# IT Specialist Looking to move my family to Japan



## nerditup

Konnichiwa,

So currently i am working overseas as an IT Specialist. I currently have my Security+ and A+ certifications, and by the end of my contract here i will also have MCSA Server 2016 if not my MCSE. I also will have 2 years of college in CyberSecurity and Information Assurance. I have always wanted to visit Japan, and was gonig to take a vacation there after this contract. After talking to my wife we decided that there are too many things we want to see and do that we think it will be best to take a contract in japan. The harderst thing about this decision is we have 5 pets, 2 dogs and 3 cats. I already know it is going to be hard to find a place to rent, but with that many pets its just going to make it that much harder. I tried to talk my wife into having one of out family members take care of our cats while away and just bring our dogs, but she is not having it. i already researched all of the steps we need to take to be able to bring the pets, but if anyone can give me any insight on rentals for pets. Does anyone know anyone that has that many pets. Trying to find the best route to take.


----------



## myrrh

As you have already researched the process of bringing your pets over, I'll leave that out. As for where and how to rent, you'll need to look for the few places (it varies, but usually is about 10% of the total listings) that are pet friendly. This will almost invariably be listed on the adverts. 

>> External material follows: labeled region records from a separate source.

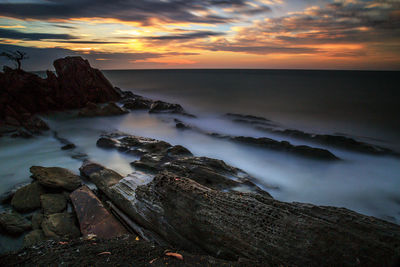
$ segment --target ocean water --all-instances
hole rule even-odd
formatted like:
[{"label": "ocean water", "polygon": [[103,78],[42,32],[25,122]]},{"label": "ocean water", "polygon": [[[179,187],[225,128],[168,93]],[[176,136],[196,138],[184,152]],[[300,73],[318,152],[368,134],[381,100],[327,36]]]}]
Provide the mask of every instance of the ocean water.
[{"label": "ocean water", "polygon": [[[0,139],[0,194],[27,183],[32,165],[60,166],[78,173],[86,153],[122,175],[138,159],[96,147],[109,131],[180,144],[196,156],[222,159],[254,177],[282,201],[346,207],[400,224],[400,158],[350,152],[337,147],[261,132],[232,122],[227,112],[263,116],[282,128],[342,133],[400,151],[398,72],[280,70],[124,70],[104,71],[123,90],[180,103],[197,118],[133,111],[115,117],[79,118],[76,112],[43,117],[77,148],[63,151],[48,132],[33,139]],[[342,160],[321,162],[284,152],[216,139],[175,128],[174,118],[205,131],[270,137],[329,149]],[[2,206],[0,209],[8,209]],[[20,246],[21,238],[0,238],[0,251]]]}]

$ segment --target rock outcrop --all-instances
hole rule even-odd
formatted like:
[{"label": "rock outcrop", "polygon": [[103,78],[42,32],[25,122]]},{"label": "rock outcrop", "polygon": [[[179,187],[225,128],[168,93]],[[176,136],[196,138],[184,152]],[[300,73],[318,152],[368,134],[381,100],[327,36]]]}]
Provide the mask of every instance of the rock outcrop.
[{"label": "rock outcrop", "polygon": [[46,79],[10,68],[0,72],[0,135],[29,137],[48,129],[35,114],[121,98],[104,75],[81,57],[58,59],[54,67],[57,76],[47,71]]},{"label": "rock outcrop", "polygon": [[87,186],[76,189],[70,196],[84,236],[109,239],[128,234]]},{"label": "rock outcrop", "polygon": [[45,187],[73,191],[81,185],[81,179],[70,170],[60,167],[32,166],[32,178]]}]

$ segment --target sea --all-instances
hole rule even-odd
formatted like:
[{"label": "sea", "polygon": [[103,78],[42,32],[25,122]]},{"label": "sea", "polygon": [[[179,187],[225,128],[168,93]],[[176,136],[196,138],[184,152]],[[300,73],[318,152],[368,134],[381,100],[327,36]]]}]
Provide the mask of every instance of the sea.
[{"label": "sea", "polygon": [[[85,153],[122,175],[131,173],[130,162],[137,157],[96,147],[102,133],[118,130],[183,145],[196,156],[224,160],[248,172],[278,200],[345,207],[400,224],[399,157],[310,143],[260,131],[225,116],[261,116],[281,129],[344,135],[400,152],[399,72],[196,69],[103,73],[122,90],[179,103],[196,118],[146,111],[96,118],[79,118],[73,111],[43,116],[53,131],[77,148],[61,150],[52,132],[33,139],[0,138],[0,194],[30,182],[32,165],[60,166],[79,173],[81,161],[71,158],[71,153]],[[342,160],[318,161],[182,131],[175,127],[175,118],[208,132],[325,148]],[[21,237],[2,237],[0,251],[20,243]]]}]

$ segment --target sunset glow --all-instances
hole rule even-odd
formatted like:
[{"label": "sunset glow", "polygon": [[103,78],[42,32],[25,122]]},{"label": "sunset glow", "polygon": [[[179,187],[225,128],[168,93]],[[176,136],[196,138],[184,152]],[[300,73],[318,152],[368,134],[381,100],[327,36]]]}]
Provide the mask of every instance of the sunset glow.
[{"label": "sunset glow", "polygon": [[0,1],[0,50],[26,51],[29,70],[67,55],[102,69],[398,70],[400,1]]}]

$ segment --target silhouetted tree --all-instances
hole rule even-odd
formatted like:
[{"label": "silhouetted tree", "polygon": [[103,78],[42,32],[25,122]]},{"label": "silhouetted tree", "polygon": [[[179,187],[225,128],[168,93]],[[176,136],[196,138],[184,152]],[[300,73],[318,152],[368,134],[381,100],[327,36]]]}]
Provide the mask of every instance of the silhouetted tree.
[{"label": "silhouetted tree", "polygon": [[9,60],[15,61],[17,63],[17,69],[21,70],[21,61],[24,59],[29,58],[28,55],[25,52],[21,52],[21,51],[15,51],[15,52],[11,52],[11,51],[7,51],[7,52],[2,52],[0,54],[0,56],[2,57],[6,57]]}]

I'm assuming you have been hired to work here. I would ask your employer to help you look for suitable places, not to mention with any and all negotiations. Things will move a lot smoother with this assistance!

Good luck.


----------



## myrrh

You're welcome!


----------



## JamesInJapan

myrrh said:


> I would ask your employer to help you look for suitable places, not to mention with any and all negotiations. Things will move a lot smoother with this assistance!


I really want to stress this point. 
It is so true.

A lot of Japan still functions on the whole guarantor system. 
So a lot of great places will be out of reach unless you can get someone to vouch for you. And it's not a superficial thing, if you hightail it out of Japan they will come after your guarantor for the outstanding rent and clean-up fees etc. 

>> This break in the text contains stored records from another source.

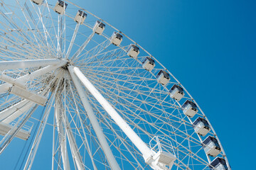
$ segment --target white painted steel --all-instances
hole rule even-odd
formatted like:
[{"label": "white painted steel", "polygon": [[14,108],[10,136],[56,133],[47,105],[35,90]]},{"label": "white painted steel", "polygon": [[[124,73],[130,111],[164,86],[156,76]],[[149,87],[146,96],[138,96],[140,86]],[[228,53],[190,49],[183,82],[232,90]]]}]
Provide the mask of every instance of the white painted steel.
[{"label": "white painted steel", "polygon": [[[16,111],[18,111],[19,113],[19,110],[24,108],[25,106],[29,105],[29,101],[28,100],[22,100],[21,101],[18,101],[17,103],[14,104],[11,107],[9,107],[2,111],[0,112],[0,120],[6,120],[9,116],[10,116],[12,113],[16,113]],[[23,111],[21,112],[22,113]],[[8,122],[8,119],[6,120]]]},{"label": "white painted steel", "polygon": [[110,167],[112,169],[121,169],[119,168],[119,164],[117,164],[111,149],[110,147],[106,140],[106,138],[105,137],[105,135],[102,132],[102,128],[100,127],[97,118],[93,113],[93,110],[92,108],[92,106],[90,104],[90,102],[86,96],[86,94],[85,93],[84,90],[82,88],[82,86],[79,81],[79,79],[78,77],[75,75],[74,73],[74,67],[73,66],[69,66],[68,71],[70,74],[72,80],[73,81],[75,88],[78,91],[78,93],[80,96],[80,98],[82,101],[82,103],[83,104],[84,108],[86,110],[86,113],[88,115],[88,118],[90,120],[90,123],[92,123],[92,125],[93,127],[93,129],[96,133],[96,135],[97,137],[97,139],[101,144],[101,147],[102,147],[102,149],[106,155],[106,157],[107,159],[107,161],[110,164]]},{"label": "white painted steel", "polygon": [[[193,118],[183,113],[181,103],[182,104],[184,100],[188,99],[197,106],[198,104],[162,64],[122,32],[72,1],[65,1],[68,4],[66,11],[62,7],[58,8],[59,13],[63,14],[61,16],[53,11],[56,1],[44,1],[43,4],[41,6],[36,5],[33,1],[42,2],[38,0],[20,0],[11,4],[6,1],[1,1],[0,10],[1,62],[43,60],[53,58],[57,60],[57,58],[66,57],[69,64],[79,67],[82,74],[111,103],[120,116],[132,127],[133,130],[144,142],[148,143],[153,136],[161,135],[174,144],[174,152],[177,159],[174,162],[172,169],[209,169],[208,166],[214,158],[206,154],[201,146],[201,142],[206,137],[199,135],[204,135],[206,132],[201,131],[201,133],[198,135],[196,128],[195,130],[193,128],[193,122],[198,117],[204,118],[210,127],[208,134],[215,136],[220,142],[218,135],[199,107],[198,112]],[[90,18],[79,26],[79,31],[78,28],[75,28],[76,23],[74,21],[78,9],[86,12]],[[97,21],[105,26],[106,31],[104,33],[102,30],[105,27],[100,29],[93,26],[93,23]],[[87,42],[90,39],[92,31],[100,35],[92,38],[88,44]],[[111,40],[110,33],[112,32],[119,33],[123,37],[123,41],[119,46],[110,45],[110,40],[115,45],[119,45],[120,42],[119,41],[114,42],[115,40]],[[85,42],[87,44],[84,45],[84,45]],[[140,52],[138,55],[137,54],[131,55],[131,52],[129,52],[128,47],[130,44],[134,44],[139,47]],[[72,58],[76,52],[79,52],[79,55]],[[127,56],[127,52],[128,55],[136,57],[132,58]],[[154,64],[142,62],[145,57],[153,59],[155,62]],[[28,91],[33,91],[36,94],[38,91],[53,93],[53,89],[56,86],[60,85],[57,97],[61,95],[65,96],[62,98],[63,101],[61,101],[63,102],[61,104],[65,106],[62,106],[61,108],[62,109],[65,108],[64,113],[67,114],[68,119],[66,120],[70,123],[70,128],[75,140],[74,142],[77,143],[81,155],[87,156],[82,160],[83,165],[88,166],[86,167],[88,169],[96,169],[96,166],[98,169],[109,169],[109,164],[105,157],[102,157],[104,153],[101,144],[99,143],[97,136],[95,135],[91,127],[91,123],[83,109],[82,101],[75,91],[73,82],[62,77],[62,74],[68,75],[65,64],[47,73],[40,74],[38,72],[39,76],[36,76],[36,74],[33,76],[28,76],[30,73],[33,74],[36,69],[39,72],[39,69],[41,68],[33,67],[31,64],[28,67],[25,67],[19,69],[14,68],[4,71],[4,76],[5,75],[7,76],[3,76],[2,81],[0,81],[1,84],[0,84],[1,110],[6,113],[11,113],[11,115],[8,114],[10,118],[15,115],[22,114],[22,112],[19,111],[7,111],[14,109],[15,107],[13,106],[17,105],[21,99],[18,96],[9,93],[8,90],[13,85],[18,86],[24,89],[27,89]],[[160,84],[157,82],[156,75],[160,70],[165,70],[170,75],[171,80],[168,83],[164,82],[166,86],[162,86],[160,81]],[[60,72],[60,76],[57,72]],[[3,72],[1,72],[0,75]],[[21,78],[24,75],[26,75],[26,79]],[[60,81],[55,82],[55,80]],[[68,84],[67,81],[70,84]],[[184,89],[183,97],[181,95],[175,97],[170,96],[169,89],[174,84],[181,86]],[[133,142],[117,126],[115,122],[107,115],[95,98],[90,94],[87,95],[87,100],[96,113],[98,123],[105,132],[110,148],[113,149],[120,169],[150,169],[149,166],[144,163],[141,152],[136,149]],[[31,103],[26,104],[23,103],[24,106],[21,106],[20,104],[16,108],[18,110],[25,107],[29,108]],[[49,105],[50,103],[47,103],[46,106]],[[61,111],[63,112],[63,110]],[[2,115],[6,118],[4,115]],[[13,118],[11,120],[13,120]],[[44,120],[42,118],[30,119],[33,122],[38,121],[40,123]],[[7,119],[4,120],[6,121]],[[46,124],[54,127],[53,134],[58,133],[59,131],[55,126],[56,124],[52,125],[52,122],[49,120]],[[14,123],[11,121],[10,123]],[[62,123],[65,123],[65,121],[63,121]],[[67,128],[66,125],[65,128]],[[40,128],[38,131],[42,130],[43,128]],[[67,132],[65,132],[66,131],[64,130],[65,135],[67,135]],[[60,153],[61,144],[58,143],[58,140],[55,140],[57,136],[53,135],[53,146],[54,146],[53,147],[54,148],[52,159],[53,169],[57,166],[59,169],[64,169],[63,164],[60,161],[61,160]],[[36,137],[33,139],[38,140],[39,138]],[[55,141],[57,142],[53,143]],[[28,142],[30,142],[30,141]],[[58,146],[55,147],[55,144]],[[230,169],[224,149],[221,143],[219,142],[219,144],[221,152],[218,156],[225,159],[228,169]],[[170,153],[166,148],[163,148],[163,150]],[[157,151],[155,152],[157,152]],[[35,154],[36,152],[32,152]],[[74,154],[71,153],[71,154],[73,156]],[[154,156],[156,157],[156,154]],[[14,160],[14,158],[13,159]],[[30,159],[31,157],[28,158],[29,162],[31,161]],[[146,162],[153,164],[156,159],[149,159]],[[159,158],[159,160],[161,159]],[[71,164],[74,166],[76,163],[70,164],[70,166]],[[157,167],[154,169],[157,169]]]},{"label": "white painted steel", "polygon": [[[48,72],[50,72],[54,69],[56,69],[57,68],[59,68],[60,67],[63,67],[67,63],[67,61],[63,61],[61,62],[61,64],[58,65],[52,65],[52,66],[46,66],[42,69],[38,69],[33,72],[31,72],[30,74],[26,74],[23,76],[18,77],[15,79],[15,81],[17,84],[24,84],[26,81],[29,80],[33,80],[36,77],[42,76]],[[8,91],[9,89],[12,86],[13,84],[3,84],[0,85],[0,94],[3,93],[6,91]],[[23,85],[22,85],[23,86]]]},{"label": "white painted steel", "polygon": [[0,70],[25,69],[28,67],[38,67],[48,65],[59,64],[63,60],[59,59],[43,59],[43,60],[27,60],[20,61],[2,61],[0,62]]},{"label": "white painted steel", "polygon": [[[20,115],[21,115],[23,113],[24,113],[26,111],[28,110],[31,108],[32,108],[36,104],[33,102],[30,102],[27,100],[24,100],[24,103],[26,103],[21,108],[15,107],[16,111],[14,113],[11,113],[9,114],[8,117],[4,119],[2,121],[5,123],[10,123],[12,121],[14,121],[15,119],[18,118]],[[7,113],[5,114],[8,114]]]},{"label": "white painted steel", "polygon": [[91,84],[91,82],[85,76],[78,67],[69,67],[78,79],[81,81],[86,89],[92,94],[97,101],[105,108],[111,118],[115,121],[118,126],[124,131],[126,135],[132,140],[137,148],[141,152],[145,160],[153,155],[150,148],[142,140],[142,139],[133,131],[125,120],[118,114],[114,108],[102,96],[97,89]]},{"label": "white painted steel", "polygon": [[[56,99],[56,101],[58,101],[58,99]],[[64,170],[69,170],[70,169],[70,166],[68,154],[66,135],[65,135],[64,134],[63,125],[62,124],[62,118],[60,115],[60,108],[59,101],[56,101],[55,103],[54,110],[57,130],[60,136],[59,143],[60,145],[61,158],[63,162]]]}]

Some places allow you to use a kind of guarantor-replacement-firm.

But like myrrh said, get them to help you out!

Oh and about the pets.
This is going to sound really horrible, but believe me when I tell you it is quite common.
People just move in with pets without telling anyone... and if your pets aren't loud all the time, everyone ignores it and lets it slide. 
However if your neighbors don't like you for other reasons, the pets could be used as an excuse to kick you out.
Another thing about the pets, the 2 dogs, if they are big, it may be hard to find a place that you'd consider a reasonable size for 2 big dogs to live in. Unless you're a little out of town, or have deeper pockets than most.


----------